The first is the name of the file to move.
The second is the location/name of the file to move the file to.
It can also be used to change the name of a file.
For example:
$ ls
a.txt b.txt c.txt todo.txt
$ mv a.txt AAA.txt
$ ls
AAA.txt b.txt c.txt todo.txt
$ mv b.txt another-file.csv
$ ls
AAA.txt another-file.csv c.txt todo.txt
$
Great, files!
For now, we are not going to really do anything with these files.
We will learn more about how to view and manipulate file contents within bash in a later lecture.
However, we do want to clean up this little mess we have made.
After all, we don’t need a bunch of empty files and useless directories lying around.
The command rm can be used to delete files.
To delete all of these files, run:
$ rm AAA.txt another-file.csv c.txt todo.txt
$ ls
$
All gone!
We should also delete the test directory that we created.
We are currently inside of it though, at the absolute path /Users/bddicken/Desktop/test.
To go back up one directory level (to /Users/bddicken/Desktop), we can do cd ...
$ cd ..
$ pwd
/Users/bddicken/Desktop
We can delete the directory with the rmdir command (stands for “remove directory”).
$ ls
ben-small.jpg test unetbootin-mac-625.dmg
hagura.zip ubuntu-14.04.5-desktop-amd64.iso
$ rmdir test
$ ls
ben-small.jpg ubuntu-14.04.5-desktop-amd64.iso
hagura.zip unetbootin-mac-625.dmg
Aaaaaand, it’s gone.
We just learned about several shell commands: pwd, ls, cd, mkdir, touch, rm, and rmdir.
Combining these few commands can be used to browse through and manipulate the files on your operating system, just like clicking with your mouse in Finder.
Same task, different interface.
We only scratched the surface of some of these commands, but we will use them more as the semester goes on.
When we open terminal and get a new shell, what exactly is going on in the background? Terminal is just an application on our computer that opens up a window with text. Terminal starts up a new shell by running one of the shell programs on the operating system. Conceptually, a shell program is pretty simple. It takes user-typed text as input, processes that input, and executes the commands that the text represents.
So, what shell program does terminal use?

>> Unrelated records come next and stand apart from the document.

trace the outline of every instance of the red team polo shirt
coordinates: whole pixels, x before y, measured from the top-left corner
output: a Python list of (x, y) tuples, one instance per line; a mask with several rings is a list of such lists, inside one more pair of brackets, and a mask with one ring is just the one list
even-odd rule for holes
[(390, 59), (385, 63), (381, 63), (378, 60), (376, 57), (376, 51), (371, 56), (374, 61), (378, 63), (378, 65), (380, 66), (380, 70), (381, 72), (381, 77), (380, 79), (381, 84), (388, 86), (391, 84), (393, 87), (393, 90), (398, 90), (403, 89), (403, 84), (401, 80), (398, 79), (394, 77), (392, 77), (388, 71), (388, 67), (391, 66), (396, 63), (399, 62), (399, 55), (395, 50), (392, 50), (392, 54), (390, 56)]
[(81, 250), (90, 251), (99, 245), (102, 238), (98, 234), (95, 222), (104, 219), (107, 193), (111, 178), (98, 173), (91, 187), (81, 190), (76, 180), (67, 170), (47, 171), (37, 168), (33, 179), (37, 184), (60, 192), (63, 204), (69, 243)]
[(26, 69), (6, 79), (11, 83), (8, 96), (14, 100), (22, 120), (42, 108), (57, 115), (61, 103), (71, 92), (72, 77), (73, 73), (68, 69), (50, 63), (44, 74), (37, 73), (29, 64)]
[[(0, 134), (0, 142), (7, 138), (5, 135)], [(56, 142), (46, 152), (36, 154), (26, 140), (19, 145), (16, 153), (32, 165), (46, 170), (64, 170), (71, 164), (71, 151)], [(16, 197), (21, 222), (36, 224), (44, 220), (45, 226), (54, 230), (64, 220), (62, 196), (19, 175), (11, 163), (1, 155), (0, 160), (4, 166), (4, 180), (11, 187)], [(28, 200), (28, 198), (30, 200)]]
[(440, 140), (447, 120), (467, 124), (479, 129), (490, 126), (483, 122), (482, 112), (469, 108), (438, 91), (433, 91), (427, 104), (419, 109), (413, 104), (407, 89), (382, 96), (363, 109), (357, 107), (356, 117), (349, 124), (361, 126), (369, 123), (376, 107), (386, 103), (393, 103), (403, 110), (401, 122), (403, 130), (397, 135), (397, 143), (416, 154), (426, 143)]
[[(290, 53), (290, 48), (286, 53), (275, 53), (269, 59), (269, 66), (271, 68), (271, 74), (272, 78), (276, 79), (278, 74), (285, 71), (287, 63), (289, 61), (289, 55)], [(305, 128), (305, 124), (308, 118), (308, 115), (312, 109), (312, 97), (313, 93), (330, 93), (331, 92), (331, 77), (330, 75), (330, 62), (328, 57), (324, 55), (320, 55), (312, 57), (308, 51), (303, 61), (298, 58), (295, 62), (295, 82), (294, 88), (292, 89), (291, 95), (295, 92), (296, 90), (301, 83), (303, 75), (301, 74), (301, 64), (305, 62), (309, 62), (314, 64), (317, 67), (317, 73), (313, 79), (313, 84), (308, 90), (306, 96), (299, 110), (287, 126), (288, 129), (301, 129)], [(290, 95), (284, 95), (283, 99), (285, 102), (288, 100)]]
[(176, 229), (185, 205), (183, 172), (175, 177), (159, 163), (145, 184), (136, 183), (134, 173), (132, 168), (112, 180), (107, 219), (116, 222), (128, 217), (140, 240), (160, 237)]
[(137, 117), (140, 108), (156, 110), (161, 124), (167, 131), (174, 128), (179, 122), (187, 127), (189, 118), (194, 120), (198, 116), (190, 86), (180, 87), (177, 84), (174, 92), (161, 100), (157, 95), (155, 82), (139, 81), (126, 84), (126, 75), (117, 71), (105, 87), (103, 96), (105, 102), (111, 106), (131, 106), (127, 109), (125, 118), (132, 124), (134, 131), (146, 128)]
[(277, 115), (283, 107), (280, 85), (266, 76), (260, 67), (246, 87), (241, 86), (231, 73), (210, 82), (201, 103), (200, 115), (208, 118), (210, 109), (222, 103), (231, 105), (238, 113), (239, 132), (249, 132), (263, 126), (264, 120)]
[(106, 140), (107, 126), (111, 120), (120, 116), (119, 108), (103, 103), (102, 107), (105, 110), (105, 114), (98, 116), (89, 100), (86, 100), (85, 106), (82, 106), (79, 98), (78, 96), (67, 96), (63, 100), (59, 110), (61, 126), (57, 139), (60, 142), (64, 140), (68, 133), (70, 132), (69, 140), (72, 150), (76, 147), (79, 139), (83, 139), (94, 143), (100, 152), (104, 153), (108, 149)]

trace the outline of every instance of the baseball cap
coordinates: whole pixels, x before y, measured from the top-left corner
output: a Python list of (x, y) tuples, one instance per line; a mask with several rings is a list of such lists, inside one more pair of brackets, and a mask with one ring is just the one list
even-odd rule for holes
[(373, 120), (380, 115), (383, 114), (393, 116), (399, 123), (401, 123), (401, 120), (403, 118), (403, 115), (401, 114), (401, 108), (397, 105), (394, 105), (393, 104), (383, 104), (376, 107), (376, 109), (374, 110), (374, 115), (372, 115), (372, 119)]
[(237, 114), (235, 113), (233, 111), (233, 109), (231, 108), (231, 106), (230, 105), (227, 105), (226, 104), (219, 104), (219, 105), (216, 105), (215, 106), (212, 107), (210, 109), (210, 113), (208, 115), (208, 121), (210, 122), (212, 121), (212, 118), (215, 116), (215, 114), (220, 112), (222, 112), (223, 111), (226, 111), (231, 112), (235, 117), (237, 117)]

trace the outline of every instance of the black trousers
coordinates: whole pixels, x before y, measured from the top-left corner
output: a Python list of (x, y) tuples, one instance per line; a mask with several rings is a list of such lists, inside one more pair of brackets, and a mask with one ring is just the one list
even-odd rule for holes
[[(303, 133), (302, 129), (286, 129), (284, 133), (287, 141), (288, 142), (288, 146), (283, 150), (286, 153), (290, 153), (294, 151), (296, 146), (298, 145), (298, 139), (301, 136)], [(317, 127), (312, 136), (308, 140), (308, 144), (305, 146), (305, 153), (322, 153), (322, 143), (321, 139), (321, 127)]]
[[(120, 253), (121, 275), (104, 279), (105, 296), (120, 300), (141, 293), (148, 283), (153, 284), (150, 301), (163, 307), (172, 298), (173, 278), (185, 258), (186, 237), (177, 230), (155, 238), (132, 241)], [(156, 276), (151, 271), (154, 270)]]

On most systems, including Macs, the default and built-in shell program is called bash. This stands for “Bourne-Again SHell”. There’s a long history as to why it is named this way, but we won’t go into it. Feel free to Google if interested. There are other shell programs available that do the same basic task (IE, take user-types text as input, interprets the text, and executes tasks accordingly), but have features that differ from each-other. Another popular one, which is my personal favorite, is called zsh. It works very similarly to bash, but has a few extra handy features. In this class, we will stick with bash.
In the shell, we can check with shell program we are using by executing echo $SHELL:
$ echo $SHELL
/bin/bash
echo is a new shell command! echo simply prints out whatever text comes after the command. $SHELL is a variable that contains the path to the current shell program executable (don’t worry, we will learn more about bash variables later on). Thus, when echo $SHELL is run, it prints out the value of that variable, and /bin/bash is printed. Thus, we know that we are using the bash shell.
From this point on, instead of talking about “the shell”, I will refer to it as bash, since that is what we will use for the remainder of this class.